Vic Peterson, CIO, Stinson Leonard Street LLP
I work in an environment that is notoriously resistant to technology change: a large law firm. But, law firms are not unique. Overt user resistance is a common challenge at professional service firms, a category that includes organizations that employ doctors, professors, accountants, financial advisors, architects, and even technology consultants.
Why Are Professionals Reluctant to Adopt Technology in the Workplace?
Professionals stake their careers on their reputations. Change in the work environment can mean a loss of control, damage to performance, and loss of reputation. Sometimes user skepticism can be extreme. An acquaintance who is a technology executive at a prestigious teaching hospital told me that the implementation of thousands of iPads was held up by one surgeon with significant institutional clout because he did not like the resolution of the X-ray images on the iPad. Fair enough. In that scenario, an image resolution could mean life or death. What about the phlebotomist who simply has a checklist to follow or the nurse who is accessing a patient history database that includes mostly text updates? I personally witnessed a professor at a significant business school denigrate the use of PowerPoint by her colleagues. She then proceeded to use an old-fashioned overhead projector with prepared film slides. We all experience these moments, but still, there is a science to the management of such circumstances.
User Acceptance Curve
I favor the user acceptance model that says there are different types of users that can be plotted on a bell curve. Below is an example into which I have inserted the range where I believe most of my professional users reside. Between the red bars are my lawyers.
Lawyers are creatures of habit. Their entire profession is based on legal precedent, which means they look to the past for validation. Therefore, I concentrated on “moving” the middle of the bell curve by linking the new experience to something familiar. For example, I analogized the experience of logging into one’s personal 401K account by logging into an extranet. Once the attorneys understood our extranet platform was not terribly complex and resembled something they did in their personal lives, their resistance went down. Ultimately, I ended up with a group leader extolling the extranet in a group meeting. For her, the positive experience with the tool had helped solidify a relationship with a client by facilitating sensitive document exchange—music to my ears.
Professionals Are People, Too
Even though they spend a fair amount of their time dealing with complex or abstract issues, highly educated professionals tend to make generalizations about technology that may seem unfair. They are impatient and likely to snap when resolution does not come quickly. Respect the reasons they chose this line of work. For many corporate lawyers, they went to law school because they yearned for a cognitive profession but did not want to be engineers or teachers. Honor the fact that not everyone is built to follow workflows and Gantt charts.

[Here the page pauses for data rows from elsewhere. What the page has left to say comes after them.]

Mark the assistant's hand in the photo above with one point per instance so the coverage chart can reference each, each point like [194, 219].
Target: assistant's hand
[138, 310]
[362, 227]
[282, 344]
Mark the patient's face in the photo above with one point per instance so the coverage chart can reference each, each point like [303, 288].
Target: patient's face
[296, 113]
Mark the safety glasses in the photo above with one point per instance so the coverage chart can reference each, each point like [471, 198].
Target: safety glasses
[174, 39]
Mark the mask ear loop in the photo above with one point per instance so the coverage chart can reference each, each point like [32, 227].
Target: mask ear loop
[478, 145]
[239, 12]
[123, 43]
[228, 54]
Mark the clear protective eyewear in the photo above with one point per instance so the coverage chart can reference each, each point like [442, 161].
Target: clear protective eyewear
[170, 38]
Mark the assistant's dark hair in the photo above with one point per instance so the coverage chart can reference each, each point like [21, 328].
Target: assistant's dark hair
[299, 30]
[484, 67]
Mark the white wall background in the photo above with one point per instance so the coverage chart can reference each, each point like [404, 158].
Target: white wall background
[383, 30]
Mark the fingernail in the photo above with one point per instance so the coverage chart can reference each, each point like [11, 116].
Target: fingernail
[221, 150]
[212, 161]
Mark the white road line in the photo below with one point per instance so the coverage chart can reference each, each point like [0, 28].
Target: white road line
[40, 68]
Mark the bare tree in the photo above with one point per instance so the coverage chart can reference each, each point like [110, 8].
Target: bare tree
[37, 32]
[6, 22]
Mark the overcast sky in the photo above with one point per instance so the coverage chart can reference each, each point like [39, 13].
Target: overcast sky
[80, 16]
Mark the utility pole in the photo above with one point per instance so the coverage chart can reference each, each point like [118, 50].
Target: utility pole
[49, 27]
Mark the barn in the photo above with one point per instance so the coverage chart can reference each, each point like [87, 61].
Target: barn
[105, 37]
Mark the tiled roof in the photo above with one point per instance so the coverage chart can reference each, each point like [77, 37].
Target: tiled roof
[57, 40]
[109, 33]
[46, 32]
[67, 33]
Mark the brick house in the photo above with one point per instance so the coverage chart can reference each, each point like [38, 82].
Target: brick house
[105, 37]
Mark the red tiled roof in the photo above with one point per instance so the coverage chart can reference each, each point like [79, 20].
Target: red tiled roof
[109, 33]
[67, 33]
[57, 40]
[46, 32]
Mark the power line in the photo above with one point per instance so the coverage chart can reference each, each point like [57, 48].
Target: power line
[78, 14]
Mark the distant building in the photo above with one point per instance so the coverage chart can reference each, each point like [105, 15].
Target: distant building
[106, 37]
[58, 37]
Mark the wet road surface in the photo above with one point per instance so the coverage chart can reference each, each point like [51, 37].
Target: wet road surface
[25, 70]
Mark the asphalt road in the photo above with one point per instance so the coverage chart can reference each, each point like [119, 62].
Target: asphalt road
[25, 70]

Deliver a Holistically Designed, High- Quality Experience
Think end-to-end. Professionals tend to deeply appreciate a user experience that has been thoroughly contemplated. This does not mean that you have to design a ridiculously intricate system that mitigates every negative possibility. In fact, it can mean quite the opposite. This is more about determining what the most important aspects of the user experience are and delivering those to their most effective level. This approach will, in fact, save money over the “scorched earth” product that squashes out every possible negative consequence.
How to Handle Laggards
You will not convince the most intransigent, the “laggards.” Some will even have a perverse desire to battle you no matter what you do. Do not waste time pandering. However, to do this you have to have strong personal/institutional credibility and unflinching backing from upper management. Your word has to be completely reliable, battle-tested over time, and delivered in a way that is not off-putting. Do not be afraid to sound the alarm for dire consequences if needed, such as that the lagging user population is in danger of becoming obsolete if it cannot change. But, use this tactic sparingly. Tie new technology to positive, demonstrable economic changes for users. For example, we are contemplating rolling out an electronic document signing tool much like the ones used in mortgage closings. One of the strongest selling points is that such a tool can shorten the time for client on-boarding paperwork to be complete. We expect a reduction in client on-boarding from several days to a few hours. Ultimately, this accelerates cash flow to the firm and may result in healthier bonuses for partners—a very good outcome.
Summary
These observations are based on the culture of the professional firms to which I have belonged. That is not a huge sampling, but it seems reasonable from anecdotal evidence of my peers in adjacent industries that most professional organizations are similar. Partnerships or talent-based alliances are prone to defection (easy talent departure), and you can scare off the people who drive revenue. On the other hand, law firms and other kinds of service firms mired in old ways will find themselves ripe for replacement, if they do not modernize. Let the happy middle make that realization, and change will speak for itself.